Rasakan Kabut Asap, Wapres Boediono Tekankan Pencegahan Kebakaran

Sepanjang Selasa, 23 September 2014, kabut asap menyelimuti Palembang. Kabut asap ini menyambut Wakil Presiden Boediono yang datang ke Bumi Sriwijaya untuk membuka MTQ International dan memimpin rapat koordinasi kebakaran hutan dan lahan.

“Urgensi mengatasi kebakaran hutan sudah sangat jelas. Sebelum mendarat, dari udara saya melihat kabut asap menyelimuti Palembang. Bahkan, saat mendarat saya merasa bau asap lamat-lamat mengambang di udara,” kata Boediono saat membuka rapat di Griya Agung, Jalan Demang Lebar Daun, Palembang, Selasa.

Dalam rapat terbatas tersebut, hadir pula Menteri Lingkungan Hidup Balthasar Kambuaya, Menteri Kehutanan Zulkifli Hasan, Kapolri Jenderal Polisi Sutarman, Wakil Jaksa Agung Andhi Nirwanto, Kepala BNPB (Badan Nasional Penanggulangan Bencana) Syamsul Maarif, pejabat BP REDD+, dan lainnya.

Terhadap BNPB, Boediono meminta lebih mengutamakan pencegahan. Artinya, langsung bertindak sebelum api membesar. Langkah BNPB ini didukung seluruh kepala daerah dalam pelaksanaannya.

Usut aktor intelektual

Zulkifli Hasan, Menteri Kehutanan, menjelaskan pihaknya tengah mengusut para pelaku pembakaran, .mengingat peristiwa kabut asap di Indonesia berulang kali terjadi.

Misalnya di Riau, pengawasan dan pencegahan kebakaran hutan dan lahan sudah ketat. Tapi ada kekhawatiran para pembuka lahan saat ini berpindah ke daerah lain, seperti Jambi atau Sumsel, kata Zulkifli, saat konfrensi pers.

Salah satu upaya menanggulangi bencana asap melalui penegakan hukum yang tegas. “Ada aktor intelektualnya di balik ini. Mereka ini yang harus kita tindak tegas. Penegakan hukum merupakan kunci,” katanya.

Dijelaskannya, sepanjang 2014  Polri telah menyelesaikan pemberkasan 186 kasus tindak pidana kebakaran hutan. Tersangkanya sebanyak 287 orang yang melibatkan sembilan perusahaan.

Menurut Zulkifli, pemadaman titik api bukanlah perkara mudah, terutama pada lahan gambut yang cukup sulit ditempuh dengan kendaraan darat. Apalagi faktanya, lahan yang umumnya terbakar merupakan lahan gambut. Kebakaran di lahan gambut tersebut hanya dapat dipadamkan jika ada hujan yang cukup deras. Sehingga hujan buatan cukup efektif.

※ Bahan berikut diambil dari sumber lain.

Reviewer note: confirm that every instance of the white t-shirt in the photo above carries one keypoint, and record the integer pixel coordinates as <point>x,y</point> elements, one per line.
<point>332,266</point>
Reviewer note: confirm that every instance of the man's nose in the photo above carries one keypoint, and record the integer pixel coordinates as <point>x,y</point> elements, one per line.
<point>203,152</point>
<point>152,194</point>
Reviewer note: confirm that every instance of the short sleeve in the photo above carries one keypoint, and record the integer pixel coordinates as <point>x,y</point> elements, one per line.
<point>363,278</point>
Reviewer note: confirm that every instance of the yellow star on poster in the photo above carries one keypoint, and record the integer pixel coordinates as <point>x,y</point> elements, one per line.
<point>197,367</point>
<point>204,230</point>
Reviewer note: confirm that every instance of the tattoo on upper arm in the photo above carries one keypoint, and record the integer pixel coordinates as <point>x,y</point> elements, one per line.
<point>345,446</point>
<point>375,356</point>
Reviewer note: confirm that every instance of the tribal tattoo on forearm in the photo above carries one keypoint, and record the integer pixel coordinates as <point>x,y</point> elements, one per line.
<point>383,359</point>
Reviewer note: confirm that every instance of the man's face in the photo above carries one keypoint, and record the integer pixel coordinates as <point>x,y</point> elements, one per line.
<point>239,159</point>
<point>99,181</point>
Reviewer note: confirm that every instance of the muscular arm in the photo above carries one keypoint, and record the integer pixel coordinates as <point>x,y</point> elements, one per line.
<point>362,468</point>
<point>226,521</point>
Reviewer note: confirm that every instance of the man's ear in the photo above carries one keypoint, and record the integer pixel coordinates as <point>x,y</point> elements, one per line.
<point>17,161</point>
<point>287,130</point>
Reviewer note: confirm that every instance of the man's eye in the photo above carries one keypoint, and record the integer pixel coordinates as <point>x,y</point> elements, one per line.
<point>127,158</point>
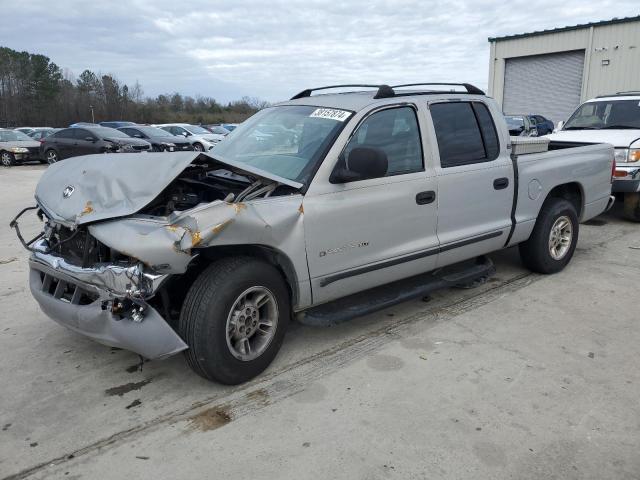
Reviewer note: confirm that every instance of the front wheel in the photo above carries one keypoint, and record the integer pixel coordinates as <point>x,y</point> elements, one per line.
<point>234,319</point>
<point>554,237</point>
<point>51,156</point>
<point>7,159</point>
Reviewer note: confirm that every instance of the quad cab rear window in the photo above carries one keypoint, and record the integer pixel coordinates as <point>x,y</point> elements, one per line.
<point>465,132</point>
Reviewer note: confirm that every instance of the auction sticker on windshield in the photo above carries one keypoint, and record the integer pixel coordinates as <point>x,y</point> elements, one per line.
<point>330,114</point>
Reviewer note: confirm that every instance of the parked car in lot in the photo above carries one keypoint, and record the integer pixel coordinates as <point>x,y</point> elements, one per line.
<point>160,140</point>
<point>521,125</point>
<point>117,124</point>
<point>613,119</point>
<point>42,132</point>
<point>215,253</point>
<point>16,147</point>
<point>84,124</point>
<point>71,142</point>
<point>201,138</point>
<point>25,130</point>
<point>217,129</point>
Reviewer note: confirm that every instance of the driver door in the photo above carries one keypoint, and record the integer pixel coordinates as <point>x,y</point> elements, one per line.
<point>364,233</point>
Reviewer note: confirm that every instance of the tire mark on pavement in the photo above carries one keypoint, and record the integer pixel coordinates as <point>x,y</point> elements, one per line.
<point>294,378</point>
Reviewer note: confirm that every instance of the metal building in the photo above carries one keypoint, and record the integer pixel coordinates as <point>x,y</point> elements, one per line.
<point>551,72</point>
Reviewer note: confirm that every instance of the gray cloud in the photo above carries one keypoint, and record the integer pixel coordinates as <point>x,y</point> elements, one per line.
<point>227,49</point>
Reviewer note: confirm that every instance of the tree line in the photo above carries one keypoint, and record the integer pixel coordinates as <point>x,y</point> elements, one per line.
<point>34,91</point>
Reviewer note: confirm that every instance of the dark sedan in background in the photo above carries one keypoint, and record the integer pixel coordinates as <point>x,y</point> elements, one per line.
<point>16,147</point>
<point>160,140</point>
<point>71,142</point>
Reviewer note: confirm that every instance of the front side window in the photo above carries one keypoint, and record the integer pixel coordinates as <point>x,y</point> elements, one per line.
<point>606,114</point>
<point>288,141</point>
<point>394,131</point>
<point>465,132</point>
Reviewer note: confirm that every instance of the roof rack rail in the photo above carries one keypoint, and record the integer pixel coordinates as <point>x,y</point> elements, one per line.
<point>383,90</point>
<point>471,89</point>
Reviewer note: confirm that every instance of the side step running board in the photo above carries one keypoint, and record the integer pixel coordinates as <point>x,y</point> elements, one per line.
<point>466,274</point>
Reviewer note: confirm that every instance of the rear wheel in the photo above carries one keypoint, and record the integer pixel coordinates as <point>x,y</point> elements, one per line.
<point>632,206</point>
<point>554,237</point>
<point>51,156</point>
<point>7,159</point>
<point>234,319</point>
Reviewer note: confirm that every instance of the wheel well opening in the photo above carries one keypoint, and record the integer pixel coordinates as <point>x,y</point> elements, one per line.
<point>572,192</point>
<point>171,295</point>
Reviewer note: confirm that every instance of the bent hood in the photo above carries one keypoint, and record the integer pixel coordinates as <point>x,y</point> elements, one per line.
<point>617,138</point>
<point>21,143</point>
<point>90,188</point>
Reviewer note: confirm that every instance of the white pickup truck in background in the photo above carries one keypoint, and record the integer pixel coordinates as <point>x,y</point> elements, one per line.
<point>613,119</point>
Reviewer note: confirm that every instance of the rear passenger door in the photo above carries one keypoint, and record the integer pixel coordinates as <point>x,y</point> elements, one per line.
<point>475,180</point>
<point>365,233</point>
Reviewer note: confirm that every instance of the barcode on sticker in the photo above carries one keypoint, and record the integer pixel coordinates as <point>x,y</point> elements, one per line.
<point>330,114</point>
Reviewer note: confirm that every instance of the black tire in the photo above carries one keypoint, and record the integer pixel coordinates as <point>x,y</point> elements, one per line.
<point>208,305</point>
<point>7,159</point>
<point>632,206</point>
<point>536,251</point>
<point>51,156</point>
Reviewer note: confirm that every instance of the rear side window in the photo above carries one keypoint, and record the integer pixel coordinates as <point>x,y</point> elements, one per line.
<point>465,132</point>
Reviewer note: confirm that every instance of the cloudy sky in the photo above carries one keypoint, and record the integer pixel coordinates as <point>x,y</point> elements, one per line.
<point>272,49</point>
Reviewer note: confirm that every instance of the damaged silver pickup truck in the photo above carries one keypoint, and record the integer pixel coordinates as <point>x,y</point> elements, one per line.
<point>215,253</point>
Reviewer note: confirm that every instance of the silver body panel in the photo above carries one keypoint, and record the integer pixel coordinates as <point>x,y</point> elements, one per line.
<point>332,240</point>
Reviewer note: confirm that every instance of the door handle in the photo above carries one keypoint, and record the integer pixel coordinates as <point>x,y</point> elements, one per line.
<point>423,198</point>
<point>500,183</point>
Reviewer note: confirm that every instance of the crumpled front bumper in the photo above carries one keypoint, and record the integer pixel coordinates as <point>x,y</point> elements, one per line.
<point>81,299</point>
<point>626,179</point>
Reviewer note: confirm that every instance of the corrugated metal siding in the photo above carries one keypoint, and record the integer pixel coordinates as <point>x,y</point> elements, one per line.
<point>549,85</point>
<point>622,73</point>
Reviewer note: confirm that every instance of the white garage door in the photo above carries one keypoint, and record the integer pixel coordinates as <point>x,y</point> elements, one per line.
<point>548,85</point>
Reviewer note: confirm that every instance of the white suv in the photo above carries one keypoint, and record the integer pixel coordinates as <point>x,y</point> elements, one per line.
<point>613,119</point>
<point>201,139</point>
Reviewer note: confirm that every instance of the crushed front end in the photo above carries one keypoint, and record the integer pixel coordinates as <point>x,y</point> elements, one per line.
<point>98,292</point>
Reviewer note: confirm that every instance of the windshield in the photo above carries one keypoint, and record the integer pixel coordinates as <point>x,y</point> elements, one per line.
<point>515,123</point>
<point>612,114</point>
<point>14,136</point>
<point>287,141</point>
<point>197,130</point>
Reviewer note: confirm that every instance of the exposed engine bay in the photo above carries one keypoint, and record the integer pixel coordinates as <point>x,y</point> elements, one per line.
<point>204,183</point>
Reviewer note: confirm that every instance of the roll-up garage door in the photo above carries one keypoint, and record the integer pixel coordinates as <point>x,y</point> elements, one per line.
<point>548,85</point>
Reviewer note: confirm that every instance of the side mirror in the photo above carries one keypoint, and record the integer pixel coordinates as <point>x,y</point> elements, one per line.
<point>363,163</point>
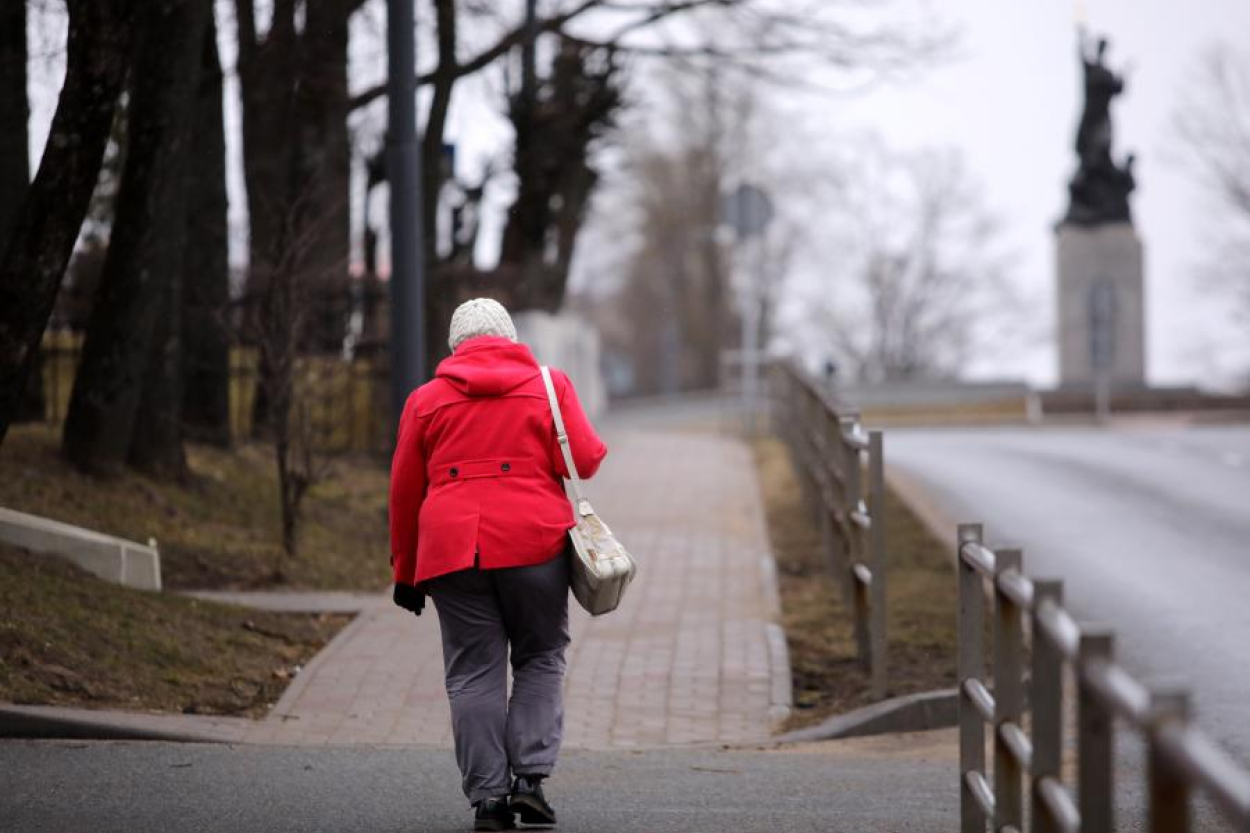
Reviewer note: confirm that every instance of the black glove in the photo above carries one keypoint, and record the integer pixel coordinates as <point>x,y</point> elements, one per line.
<point>409,598</point>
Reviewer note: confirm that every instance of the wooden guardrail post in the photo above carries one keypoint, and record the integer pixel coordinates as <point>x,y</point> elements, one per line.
<point>1094,738</point>
<point>876,563</point>
<point>1046,702</point>
<point>853,498</point>
<point>1166,786</point>
<point>1008,694</point>
<point>971,666</point>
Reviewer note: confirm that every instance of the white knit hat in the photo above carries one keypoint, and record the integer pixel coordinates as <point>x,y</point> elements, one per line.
<point>480,317</point>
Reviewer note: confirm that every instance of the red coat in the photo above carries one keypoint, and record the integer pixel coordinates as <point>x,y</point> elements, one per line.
<point>476,468</point>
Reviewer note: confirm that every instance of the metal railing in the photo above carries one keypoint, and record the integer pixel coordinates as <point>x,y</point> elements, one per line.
<point>833,449</point>
<point>1180,759</point>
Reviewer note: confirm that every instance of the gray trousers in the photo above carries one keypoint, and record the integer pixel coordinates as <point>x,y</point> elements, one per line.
<point>480,614</point>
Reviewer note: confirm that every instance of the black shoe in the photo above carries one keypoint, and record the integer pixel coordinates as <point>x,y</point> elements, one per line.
<point>528,802</point>
<point>493,814</point>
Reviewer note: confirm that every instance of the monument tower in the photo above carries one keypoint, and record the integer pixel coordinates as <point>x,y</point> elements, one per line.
<point>1101,310</point>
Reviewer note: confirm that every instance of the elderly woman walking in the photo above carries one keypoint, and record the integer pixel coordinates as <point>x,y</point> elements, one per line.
<point>479,522</point>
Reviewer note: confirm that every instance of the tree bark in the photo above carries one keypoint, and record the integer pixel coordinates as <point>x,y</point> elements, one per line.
<point>129,360</point>
<point>41,239</point>
<point>323,165</point>
<point>14,111</point>
<point>15,159</point>
<point>205,264</point>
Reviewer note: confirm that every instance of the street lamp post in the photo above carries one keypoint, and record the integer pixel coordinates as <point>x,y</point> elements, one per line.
<point>404,174</point>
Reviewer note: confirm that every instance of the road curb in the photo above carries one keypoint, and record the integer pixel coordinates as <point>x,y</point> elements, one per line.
<point>908,713</point>
<point>61,723</point>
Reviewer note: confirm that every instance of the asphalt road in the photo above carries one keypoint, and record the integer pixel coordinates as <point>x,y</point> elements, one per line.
<point>1149,527</point>
<point>161,788</point>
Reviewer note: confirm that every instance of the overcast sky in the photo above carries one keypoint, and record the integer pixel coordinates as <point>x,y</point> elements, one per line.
<point>1009,99</point>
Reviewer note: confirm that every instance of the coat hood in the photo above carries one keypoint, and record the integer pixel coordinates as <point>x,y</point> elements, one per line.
<point>488,365</point>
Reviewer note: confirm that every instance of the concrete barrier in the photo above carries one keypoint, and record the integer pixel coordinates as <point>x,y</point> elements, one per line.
<point>113,559</point>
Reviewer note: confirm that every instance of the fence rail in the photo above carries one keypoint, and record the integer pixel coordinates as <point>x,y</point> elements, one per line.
<point>833,450</point>
<point>1181,759</point>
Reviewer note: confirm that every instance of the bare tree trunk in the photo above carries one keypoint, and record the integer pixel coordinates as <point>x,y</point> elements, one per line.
<point>14,111</point>
<point>205,264</point>
<point>323,164</point>
<point>41,239</point>
<point>129,360</point>
<point>15,159</point>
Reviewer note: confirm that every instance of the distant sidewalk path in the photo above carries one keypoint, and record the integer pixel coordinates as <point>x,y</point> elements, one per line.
<point>693,656</point>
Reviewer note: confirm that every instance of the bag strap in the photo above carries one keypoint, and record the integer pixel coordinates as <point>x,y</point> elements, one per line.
<point>563,438</point>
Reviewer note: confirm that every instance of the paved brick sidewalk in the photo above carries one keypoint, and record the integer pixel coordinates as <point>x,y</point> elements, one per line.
<point>690,657</point>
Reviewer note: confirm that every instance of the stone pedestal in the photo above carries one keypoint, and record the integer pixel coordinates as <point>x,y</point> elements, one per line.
<point>1101,305</point>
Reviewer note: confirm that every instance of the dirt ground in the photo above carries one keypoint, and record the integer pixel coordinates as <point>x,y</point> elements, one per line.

Sementara pemadaman melalui Water Bombing atau penerapan teknologi modifikasi cuaca (TMS) selain tidak mudah dilakukan, juga membutuhkan dana yang besar. Meskipun begitu, kedua rencana aksi tersebut tetap dilakukan bersamaan: usaha pencegahan dan penindakan.

Alex Noerdin, Gubernur Sumatera Selatan (Sumsel), setuju jika para pelaku yang tertangkap harus mendapatkan  hukuman yang lebih berat. Alex pun meminta aktor di belakang para pelaku pembakaran yang sudah tertangkap diusut dan dihukum lebih berat. “Secara umum, siapa pun yang terbukti melanggar harus dikanakan sanksi. Kalau sampai melibatkan perusahaan juga harus tegas,” katanya.

Direktorat Jenderal Perlindungan Hutan dan Konservasi Alam (Dirjen PHKA) dari Kementerian Kehutanan, Sonny Partono, kembali menjelaskan dari hampir seribu hektar lahan di Sumsel yang terbakar, menghasilkan 1.791 titik panas, periode 1 Januari-18 September 2014. Titik panas ini tersebar dari Musi Banyuasin (Muba), Ogan Ilir (OI), dan Ogan Komering Ilir (OKI). Titik panas bukan hanya di areal hutan atau perkebunan milik perusahaan, juga di dalam kawasan milik masyarakat.

BP REDD+ siap verifikasi titik panas

Upaya hukum terhadap sejumlah perusahaan di Sumatera Selatan yang diduga lahan konsensinya terbakar yang menyebabkan bencana asap, juga diinginkan BP REDD+. “Hanya terlebih dahulu kita harus melakukan verifikasi. Misalnya melakukan ground check. Ini dapat dilakukan bersama pihak terkait, termasuk dengan pers dan kawan-kawan NGO,” kata Agus P. Sari, Deputi Bidang Perencanaan dan Pendanaan BP REDD+ di Palembang.

Dijelaskan Agus, mengenai data titik panas (hotspot) yang dimiliki BP REDD+ kebenarannya mencapai 90 persen. “Meskipun diakui tidak semua titik panas merupakan titik api. Tapi kemungkinan bukan titik api jumlahnya relatif kecil,” katanya. Jumlahnya berkisar 1.700-an.

“Data-data dari BP REDD+ ini yang akan diserahkan kepada para penegak hukum, termasuk KLH, sebab mereka yang dapat melakukan langkah hukum,” katanya.

Mengenai audit lingkungan terhadap perusahaan perkebunan dan pertambangan, kata Agus, itu juga harus dilakukan. Termasuk kesiapan mereka mencegah dan mengatasi kebakaran lahan dan hutan.